Surgical procedures offered by the new Loyola Metabolic Surgery & Bariatric Center include laparoscopic adjustable gastric banding, Roux-en-Y gastric bypass and also laparoscopic sleeve gastrectomy.

“Patients also may be candidates for our nonsurgical program that works one-on-one to provide individualized care to help them make lifelong changes in diet and behavior,” said Chand, who was recruited from the Cleveland Clinic. He has performed more than 2,000 bariatric surgeries and helped hundreds of patients to lose weight permanently. “At Loyola, we partner closely with patients to carefully identify which weight-loss option is best for them based on their individual medical and psychological criteria."

Loyola takes an integrated team approach and education and support groups play an important role in all aspects of care.

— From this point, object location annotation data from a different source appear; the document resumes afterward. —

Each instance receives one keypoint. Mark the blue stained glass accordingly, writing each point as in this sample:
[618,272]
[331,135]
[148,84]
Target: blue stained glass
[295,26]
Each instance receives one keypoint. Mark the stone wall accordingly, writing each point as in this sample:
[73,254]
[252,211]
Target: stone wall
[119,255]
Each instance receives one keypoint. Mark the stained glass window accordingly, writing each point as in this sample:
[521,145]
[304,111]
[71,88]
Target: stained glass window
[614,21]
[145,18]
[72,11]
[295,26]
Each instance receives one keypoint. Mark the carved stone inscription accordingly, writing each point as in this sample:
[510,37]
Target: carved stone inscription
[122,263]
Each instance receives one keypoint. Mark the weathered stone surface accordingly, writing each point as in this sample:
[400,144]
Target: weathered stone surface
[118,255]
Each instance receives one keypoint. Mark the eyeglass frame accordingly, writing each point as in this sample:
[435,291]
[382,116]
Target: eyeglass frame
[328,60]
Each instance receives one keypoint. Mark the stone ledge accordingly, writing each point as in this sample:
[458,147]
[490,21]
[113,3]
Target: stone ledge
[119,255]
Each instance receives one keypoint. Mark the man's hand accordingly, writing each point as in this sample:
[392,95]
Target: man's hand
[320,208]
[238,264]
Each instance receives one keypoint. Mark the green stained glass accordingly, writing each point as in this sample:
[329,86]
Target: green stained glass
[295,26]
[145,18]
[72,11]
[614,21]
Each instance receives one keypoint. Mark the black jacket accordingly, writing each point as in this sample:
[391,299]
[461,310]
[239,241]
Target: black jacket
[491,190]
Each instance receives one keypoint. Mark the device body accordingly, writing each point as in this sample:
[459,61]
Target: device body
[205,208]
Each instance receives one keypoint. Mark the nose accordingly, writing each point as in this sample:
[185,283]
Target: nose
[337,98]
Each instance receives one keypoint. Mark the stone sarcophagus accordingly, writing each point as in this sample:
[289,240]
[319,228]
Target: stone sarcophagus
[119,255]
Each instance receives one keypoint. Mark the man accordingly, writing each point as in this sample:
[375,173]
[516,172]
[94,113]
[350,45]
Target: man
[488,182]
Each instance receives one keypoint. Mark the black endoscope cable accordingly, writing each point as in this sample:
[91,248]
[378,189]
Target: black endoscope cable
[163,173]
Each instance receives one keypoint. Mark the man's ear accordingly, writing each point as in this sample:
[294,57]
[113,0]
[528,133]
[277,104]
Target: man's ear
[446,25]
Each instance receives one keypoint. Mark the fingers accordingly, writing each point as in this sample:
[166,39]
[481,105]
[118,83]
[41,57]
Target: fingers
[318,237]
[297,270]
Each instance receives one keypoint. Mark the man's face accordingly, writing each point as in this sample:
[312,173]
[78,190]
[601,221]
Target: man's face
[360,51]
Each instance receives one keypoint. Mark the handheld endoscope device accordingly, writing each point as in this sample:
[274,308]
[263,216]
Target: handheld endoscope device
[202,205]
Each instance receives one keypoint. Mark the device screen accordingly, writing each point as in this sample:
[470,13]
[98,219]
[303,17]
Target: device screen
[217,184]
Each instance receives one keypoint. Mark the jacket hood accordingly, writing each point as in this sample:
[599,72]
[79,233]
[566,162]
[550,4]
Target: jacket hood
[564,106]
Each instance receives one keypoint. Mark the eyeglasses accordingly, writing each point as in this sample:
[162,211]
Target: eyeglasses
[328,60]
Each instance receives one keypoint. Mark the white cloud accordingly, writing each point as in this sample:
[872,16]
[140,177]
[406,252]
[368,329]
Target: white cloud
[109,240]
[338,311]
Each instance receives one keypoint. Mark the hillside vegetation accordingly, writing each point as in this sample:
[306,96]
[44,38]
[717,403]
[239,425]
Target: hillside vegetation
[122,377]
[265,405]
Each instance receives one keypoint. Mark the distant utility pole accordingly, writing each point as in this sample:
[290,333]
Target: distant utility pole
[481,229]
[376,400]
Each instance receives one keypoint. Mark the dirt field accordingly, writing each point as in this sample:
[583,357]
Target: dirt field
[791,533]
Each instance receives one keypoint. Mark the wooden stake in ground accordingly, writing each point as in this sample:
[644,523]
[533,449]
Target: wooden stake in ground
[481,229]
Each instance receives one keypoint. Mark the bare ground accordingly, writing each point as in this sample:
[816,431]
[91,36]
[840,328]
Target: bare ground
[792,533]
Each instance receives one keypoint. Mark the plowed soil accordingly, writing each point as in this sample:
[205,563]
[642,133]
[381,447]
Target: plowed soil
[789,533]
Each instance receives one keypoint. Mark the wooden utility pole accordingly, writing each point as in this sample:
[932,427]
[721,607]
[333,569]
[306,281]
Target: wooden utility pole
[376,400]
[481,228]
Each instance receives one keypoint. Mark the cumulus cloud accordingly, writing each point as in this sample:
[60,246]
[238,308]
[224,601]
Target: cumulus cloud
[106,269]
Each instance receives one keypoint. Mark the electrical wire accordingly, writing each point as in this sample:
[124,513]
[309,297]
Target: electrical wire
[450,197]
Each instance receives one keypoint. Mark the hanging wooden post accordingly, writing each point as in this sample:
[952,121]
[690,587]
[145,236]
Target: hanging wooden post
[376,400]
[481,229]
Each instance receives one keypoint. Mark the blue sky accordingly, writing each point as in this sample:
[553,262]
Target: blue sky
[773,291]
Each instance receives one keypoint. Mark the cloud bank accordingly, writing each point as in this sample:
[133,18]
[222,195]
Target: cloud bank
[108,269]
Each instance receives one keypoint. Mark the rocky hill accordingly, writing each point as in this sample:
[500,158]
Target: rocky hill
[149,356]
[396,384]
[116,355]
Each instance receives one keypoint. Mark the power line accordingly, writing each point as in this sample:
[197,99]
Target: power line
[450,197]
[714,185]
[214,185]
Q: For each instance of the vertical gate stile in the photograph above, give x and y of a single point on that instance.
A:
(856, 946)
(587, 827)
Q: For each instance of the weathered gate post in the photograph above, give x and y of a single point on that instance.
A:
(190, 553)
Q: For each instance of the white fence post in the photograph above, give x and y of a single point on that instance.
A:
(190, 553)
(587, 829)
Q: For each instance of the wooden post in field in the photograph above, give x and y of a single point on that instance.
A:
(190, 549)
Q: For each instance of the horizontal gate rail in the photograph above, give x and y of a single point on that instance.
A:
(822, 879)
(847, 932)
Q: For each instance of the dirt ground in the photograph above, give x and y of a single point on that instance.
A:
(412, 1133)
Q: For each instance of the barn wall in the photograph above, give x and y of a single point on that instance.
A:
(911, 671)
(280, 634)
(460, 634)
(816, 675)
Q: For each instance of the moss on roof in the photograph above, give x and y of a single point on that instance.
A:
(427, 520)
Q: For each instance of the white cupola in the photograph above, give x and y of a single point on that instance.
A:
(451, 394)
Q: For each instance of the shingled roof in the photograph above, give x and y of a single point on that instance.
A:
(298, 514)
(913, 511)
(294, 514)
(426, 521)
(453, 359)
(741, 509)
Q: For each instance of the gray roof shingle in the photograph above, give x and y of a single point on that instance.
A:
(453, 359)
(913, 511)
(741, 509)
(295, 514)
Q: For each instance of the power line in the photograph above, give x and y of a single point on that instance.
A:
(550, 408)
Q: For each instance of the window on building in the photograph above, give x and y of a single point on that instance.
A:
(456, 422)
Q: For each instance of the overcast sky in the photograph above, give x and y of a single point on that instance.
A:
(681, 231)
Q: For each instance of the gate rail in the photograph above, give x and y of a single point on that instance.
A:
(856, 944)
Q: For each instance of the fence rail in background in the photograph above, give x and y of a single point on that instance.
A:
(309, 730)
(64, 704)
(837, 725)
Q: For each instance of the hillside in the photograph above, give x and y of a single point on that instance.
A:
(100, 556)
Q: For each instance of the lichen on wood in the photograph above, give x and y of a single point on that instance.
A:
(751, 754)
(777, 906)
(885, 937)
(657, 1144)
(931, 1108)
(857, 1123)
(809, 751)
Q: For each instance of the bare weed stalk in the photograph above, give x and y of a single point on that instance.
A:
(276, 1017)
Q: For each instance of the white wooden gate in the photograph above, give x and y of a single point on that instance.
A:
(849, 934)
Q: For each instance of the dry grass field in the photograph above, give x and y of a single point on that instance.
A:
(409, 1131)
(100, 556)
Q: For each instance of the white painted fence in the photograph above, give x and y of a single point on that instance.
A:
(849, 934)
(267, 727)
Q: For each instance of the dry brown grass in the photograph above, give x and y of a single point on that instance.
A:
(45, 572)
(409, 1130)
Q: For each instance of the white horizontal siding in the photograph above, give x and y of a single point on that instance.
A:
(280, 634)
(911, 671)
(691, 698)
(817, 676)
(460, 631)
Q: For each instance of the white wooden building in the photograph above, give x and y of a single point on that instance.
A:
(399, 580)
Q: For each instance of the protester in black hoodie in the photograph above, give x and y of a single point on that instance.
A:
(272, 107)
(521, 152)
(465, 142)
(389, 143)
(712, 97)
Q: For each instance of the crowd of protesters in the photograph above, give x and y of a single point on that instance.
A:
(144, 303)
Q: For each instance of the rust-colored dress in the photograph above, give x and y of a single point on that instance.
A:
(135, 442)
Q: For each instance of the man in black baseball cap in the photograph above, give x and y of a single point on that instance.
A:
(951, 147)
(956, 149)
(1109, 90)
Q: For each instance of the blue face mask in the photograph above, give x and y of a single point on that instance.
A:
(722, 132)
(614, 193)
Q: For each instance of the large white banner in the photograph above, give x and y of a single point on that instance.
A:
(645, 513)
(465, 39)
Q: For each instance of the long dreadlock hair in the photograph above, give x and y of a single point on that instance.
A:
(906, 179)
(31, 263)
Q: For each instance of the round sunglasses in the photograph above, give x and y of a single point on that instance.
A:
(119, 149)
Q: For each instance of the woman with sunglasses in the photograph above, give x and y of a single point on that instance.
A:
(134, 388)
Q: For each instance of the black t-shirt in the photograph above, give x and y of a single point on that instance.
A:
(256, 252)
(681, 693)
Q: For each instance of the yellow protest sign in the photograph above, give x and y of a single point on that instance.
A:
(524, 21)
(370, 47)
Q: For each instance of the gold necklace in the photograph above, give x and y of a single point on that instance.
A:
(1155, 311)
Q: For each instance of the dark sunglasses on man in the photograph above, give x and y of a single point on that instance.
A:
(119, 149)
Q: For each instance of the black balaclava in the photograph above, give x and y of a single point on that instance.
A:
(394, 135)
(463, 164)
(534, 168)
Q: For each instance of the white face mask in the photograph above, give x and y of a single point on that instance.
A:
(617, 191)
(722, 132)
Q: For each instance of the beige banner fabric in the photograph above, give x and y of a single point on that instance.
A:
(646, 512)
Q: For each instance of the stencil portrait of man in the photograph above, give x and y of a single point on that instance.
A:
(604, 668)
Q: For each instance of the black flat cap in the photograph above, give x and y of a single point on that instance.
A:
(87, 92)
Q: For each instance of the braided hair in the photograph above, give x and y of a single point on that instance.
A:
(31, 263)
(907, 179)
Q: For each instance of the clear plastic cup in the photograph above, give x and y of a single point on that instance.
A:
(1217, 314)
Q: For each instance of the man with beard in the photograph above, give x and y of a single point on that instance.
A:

To learn more about medical and surgical weight loss at Loyola, or to sign up for a free information session, please call (800) 504-1397 or visit http://www.loyolamedicine.com/bariatrics/

About Loyola University Health System

Loyola University Health System (LUHS) is a member of Trinity Health. Based in the western suburbs of Chicago, LUHS is a quaternary care system with a 61-acre main medical center campus, the 36-acre Gottlieb Memorial Hospital campus and more than 30 primary and specialty care facilities in Cook, Will and DuPage counties. Loyola University Medical Center’s campus is conveniently located in Maywood, 13 miles west of Chicago’s Loop and 8 miles east of Oak Brook, Ill. At the heart of the medical center campus is a 559-licensed-bed hospital that houses a Level 1 Trauma Center, a Burn Center and the Ronald McDonald® Children's Hospital of Loyola University Medical Center. Also on campus are the Cardinal Bernardin Cancer Center, Loyola Outpatient Center, Center for Heart & Vascular Medicine and Loyola Oral Health Center as well as Loyola University Chicago Stritch School of Medicine, Loyola University Chicago Marcella Niehoff School of Nursing and the Loyola Center for Fitness. Loyola's Gottlieb campus in Melrose Park includes the 255-licensed-bed community hospital, the Professional Office Building housing 150 private practice clinics, the Adult Day Care, the Gottlieb Center for Fitness, Loyola Center for Metabolic Surgery and Bariatric Care and the Loyola Cancer Care & Research at the Marjorie G. Weinberg Cancer Center at Melrose Park.

Trinity Health is one of the largest multi-institutional Catholic health care delivery systems in the nation. It serves people and communities in 22 states from coast to coast with 92 hospitals, and 120 continuing care locations — including home care, hospice, PACE and senior living facilities - that provide nearly 2.5 million visits annually.